The radio was received earlier today. Cosmetically it is a bit tatty, batteries were placed into it and apart from a quick flash from the power light when it was switched on there was no sign of life. So the original description was false as it stated that it powered up with a very low volume. Oh well, not to worry, it now gives us something else to look at.

Tatty appearance

Looking in the battery compartment there looks to be corrosion, this seems to be a common problem with items I’m buying at the moment. The screws have all been tampered with so I suspect others have been inside this radio prior to my purchase, this could be interesting to see what’s already been tampered with or attempted.

I’ve had the unit open and the first thing that comes to light is the utter filth inside. The speaker is thick with god knows what and the board and switches are also covered in the same filth. Before I do anything I’m going to get this cleaned up.

I’ve used IPA on the board and cover and on the (thankfully small) corrosion on the positive battery pole and this has cleaned up nice. I’ve used contact cleaner on all the switches and dials and these have also come up ok.

The speaker grill, I have tidied up and used permanent marker to get rid of the marks on this item. This has tidied it up really nicely.

On the speaker I just used a dry cotton bud to wipe it over but I have my suspicions with this speaker, it looks quite worn and earlier reports on the lack and consistency of sound points to this being a potential issue with this unit. There are no clicks and pops when turning the unit on, there is a power and tuning light. Just no sound.

The speaker is a 4 ohm 1w speaker, I’ve used a multimeter to check its operation and it’s showing as dead, not registering at all, it should be looking at indicating something within its 4 ohm range. I’ve double checked it by putting a battery across the terminals and there are no pops or clicks so this confirms things. I now need to source a new speaker.
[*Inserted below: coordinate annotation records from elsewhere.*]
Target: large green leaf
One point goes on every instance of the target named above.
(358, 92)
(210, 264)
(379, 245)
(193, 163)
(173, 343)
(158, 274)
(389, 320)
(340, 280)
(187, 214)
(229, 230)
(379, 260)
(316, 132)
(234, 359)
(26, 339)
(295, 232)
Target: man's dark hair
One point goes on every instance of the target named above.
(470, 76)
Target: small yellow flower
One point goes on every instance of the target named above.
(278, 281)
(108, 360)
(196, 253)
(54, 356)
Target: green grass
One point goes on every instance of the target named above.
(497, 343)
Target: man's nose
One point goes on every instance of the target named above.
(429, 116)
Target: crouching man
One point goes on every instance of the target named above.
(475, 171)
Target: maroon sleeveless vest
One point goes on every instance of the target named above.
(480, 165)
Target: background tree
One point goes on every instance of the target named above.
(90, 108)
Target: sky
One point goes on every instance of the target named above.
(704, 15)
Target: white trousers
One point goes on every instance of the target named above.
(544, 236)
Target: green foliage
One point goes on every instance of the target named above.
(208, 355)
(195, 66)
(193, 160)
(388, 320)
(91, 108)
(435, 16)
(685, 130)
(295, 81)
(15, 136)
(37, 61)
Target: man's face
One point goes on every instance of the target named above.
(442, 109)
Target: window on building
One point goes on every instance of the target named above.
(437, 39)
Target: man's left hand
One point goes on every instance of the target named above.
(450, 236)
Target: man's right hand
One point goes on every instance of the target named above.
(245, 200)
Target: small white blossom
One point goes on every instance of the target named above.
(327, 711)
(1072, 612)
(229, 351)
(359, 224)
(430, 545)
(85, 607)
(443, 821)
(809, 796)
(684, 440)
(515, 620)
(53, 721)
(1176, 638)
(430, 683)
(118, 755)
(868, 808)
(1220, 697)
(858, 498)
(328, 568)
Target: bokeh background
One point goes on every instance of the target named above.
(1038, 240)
Trying to source this speaker in the uk is a tad problematic. There are items available but I’m not paying out two to three times the value of the whole unit. I’m going to try some thrift shops to see if there are any suitable donor units available if not I’ll have to purchase a few of them from China, and that will still be cheaper than purchasing here in the UK, crazy isn’t it? But it’s a long wait….
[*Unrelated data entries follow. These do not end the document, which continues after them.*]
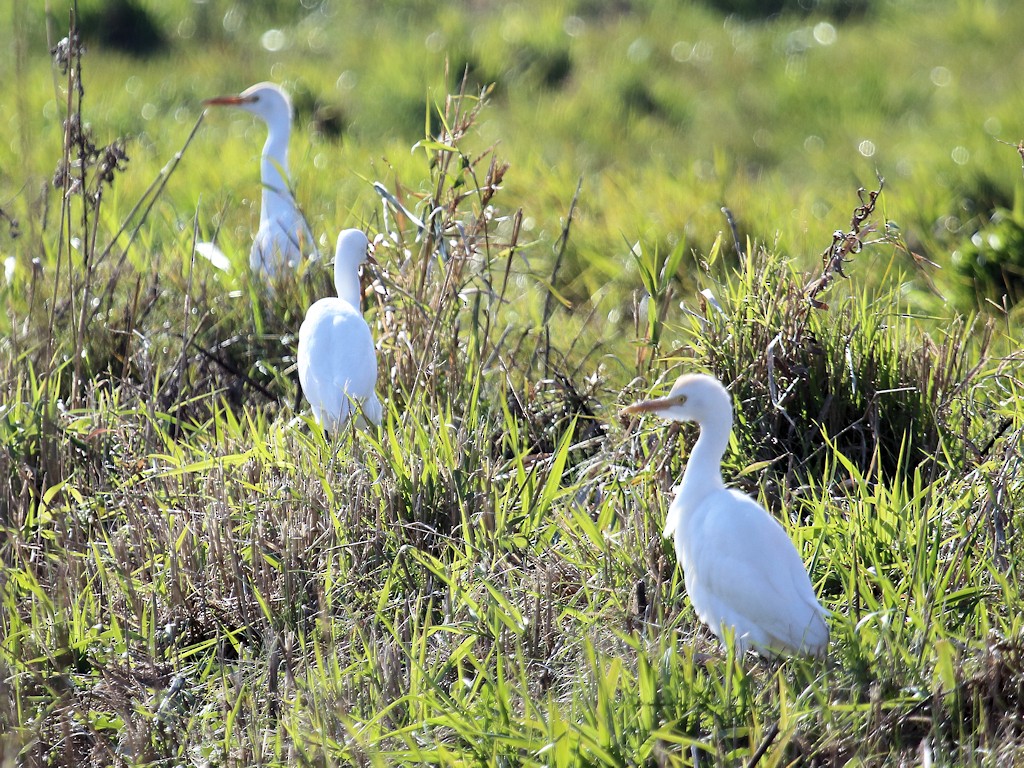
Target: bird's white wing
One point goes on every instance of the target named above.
(337, 361)
(749, 574)
(281, 242)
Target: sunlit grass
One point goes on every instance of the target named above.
(194, 572)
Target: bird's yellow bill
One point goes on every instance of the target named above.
(226, 100)
(647, 407)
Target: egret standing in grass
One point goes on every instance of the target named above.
(337, 358)
(742, 573)
(283, 236)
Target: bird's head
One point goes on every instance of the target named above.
(351, 251)
(266, 100)
(693, 397)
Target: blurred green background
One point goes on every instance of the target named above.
(666, 111)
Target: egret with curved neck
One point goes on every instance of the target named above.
(283, 237)
(742, 573)
(337, 359)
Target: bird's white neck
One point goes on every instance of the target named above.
(704, 467)
(346, 281)
(273, 173)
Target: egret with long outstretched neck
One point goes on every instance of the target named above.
(741, 570)
(283, 237)
(337, 358)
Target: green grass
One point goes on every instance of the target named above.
(194, 573)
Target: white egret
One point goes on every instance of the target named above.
(741, 570)
(337, 358)
(283, 236)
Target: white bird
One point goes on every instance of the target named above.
(337, 358)
(283, 236)
(741, 570)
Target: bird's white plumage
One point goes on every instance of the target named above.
(283, 237)
(337, 359)
(741, 570)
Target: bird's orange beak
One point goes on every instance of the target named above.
(647, 407)
(228, 100)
I did manage to get one from the Uk. Paid about £5.18GBP and it should be here in a couple of days. The annoying thing is that the postage is almost the same cost as the actual speaker and that only cost £2.69GBP. Annoying though that is, it has to be done if we want to get this fixed.

I couldn’t get a 1w 4 ohm speaker only a 1w 8 ohm speaker, this will be fine as at this level of use it will not affect output at all.
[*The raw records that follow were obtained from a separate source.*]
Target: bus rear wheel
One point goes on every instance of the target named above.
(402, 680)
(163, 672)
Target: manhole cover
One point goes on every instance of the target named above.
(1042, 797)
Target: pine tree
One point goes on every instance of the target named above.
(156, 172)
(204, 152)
A small bit of desoldering, removal of the speaker clamp and the speaker comes away after a little persuasion. I take the opportunity to clean the board and all the battery contacts with some cleaner, and all corrosion marks and debris are now a thing of the past.

Corrosion cleaned

I put some contact adhesive on the speaker grill and put the new speaker in place, clamp is attached and I now solder the speaker wires back in place.

All screws back in place, new batteries in the rear and battery hat hatch closed, the unit looks good.

But does it work?

Radio works – have a listen

You betcha! Have a listen to the short video above to hear it as it should be.

I’m very pleased with this little project. Simple repair in the end but in my eyes it’s another item that isn’t going to landfill. And that’s a win for me, as it’s a nice little radio and I’m going to get some good use out of this.